8 Eylül tarihli gazetenin ilk sayfası ise durumun vahim olduğunu bildiriyordu. Şekli düzeltme yapılmış, logo tarihi yerine, ortaya döndürülmüştü. Bu şekli değişikliğin içeriği de Cumhuriyet Vakfı’nın Atatürk’ün Cumhuriyet’i” başlıklı bildirisiyle açıklanıyor, “Gazetenin temel politikası ATATÜRK’ün aydınlanma devrimleridir. Gazetenin sadık okuyucusunun arzuladığı temel yayın çizgisine bugünden itibaren dönülmüştür” deniliyordu. Vakıf ve gazete yönetiminde aynı masalarda oturulsa, birlikte gazete yapılsa da bu uğurda gazete yöneticileri ve yazarları aylarca hapis yatıp, üstüne cezalar da yeseler benim de yazarı olduğum yıllarda yayımlanan gazete ilkelere aykırıymış. Bu söylenmemiş, açıkça yazılmamış, protesto edilip ayrılınmamış, sabırla dava sürecinin bitmesi beklenmiş. Bu arada çok büyük bir öfke biriktirilmiş. Garipsedim, üzüldüm.

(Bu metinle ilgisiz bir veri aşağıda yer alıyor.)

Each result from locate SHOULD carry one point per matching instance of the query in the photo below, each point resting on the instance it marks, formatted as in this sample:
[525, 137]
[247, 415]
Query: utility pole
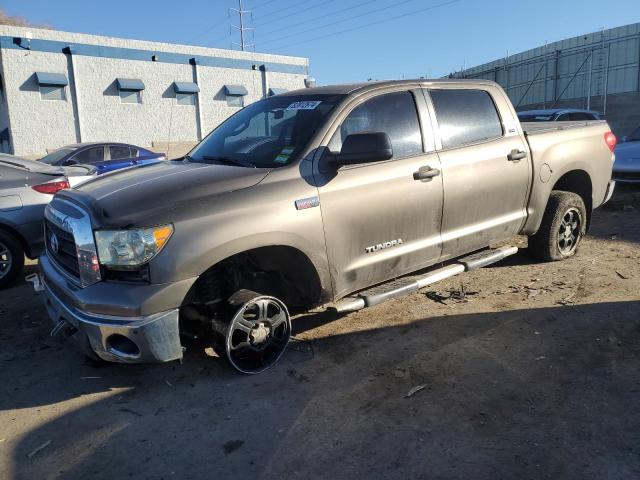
[242, 29]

Gazetenin çalışanlarına, yazarlarına yönelik bir açıklaması olabileceğini umdum. Bana bir açıklama gelmedi ama taraflar sosyal medyada yüreklerini açtılar, gazetede açıkça yazılmayanı, bize, okurlara bildirilmek gereği duyulmayanı oradan öğrenmek durumunda kaldım. Krizden fırsat yaratılıp barışçı bir çözüm bulunulacağını umarken başta yayın yönetmeni Murat Sabuncu olmak üzere gazete yönetimi, yazarlar art arda görevlerine son verildiğini ya da ayrıldıklarını açıklıyordu. Gazete yönetimi de veda yazılarını yayımlamakla yetinerek, pazartesiye kadar sessizliğini korudu. Bir anlamda gidenlerin gitmesi beklendi. Aykut Küçükkaya’nın yazısından kimseye “Gitme!” denmeyeceği anlaşılıyor. Sanırım “Gitme!” dense de durmazlardı ama uğruna hapis yatacak kadar fedakârlıkla çalıştıkları bir gazetenin yeni yönetiminden böyle itham da içeren yorumlar yerine bir teşekkür, dostane veda beklerlerdi. Bunu hak ediyorlardı.
Türkiye 2023’e giderken Cumhuriyet, yeni yönetimi, yazarları ve çalışanlarıyla 7 Mart 1924 Ruhu’na ulaşmaya çalışacak. Ben de artık yazmasam da okumaya devam edeceğim. Hoşça kalın!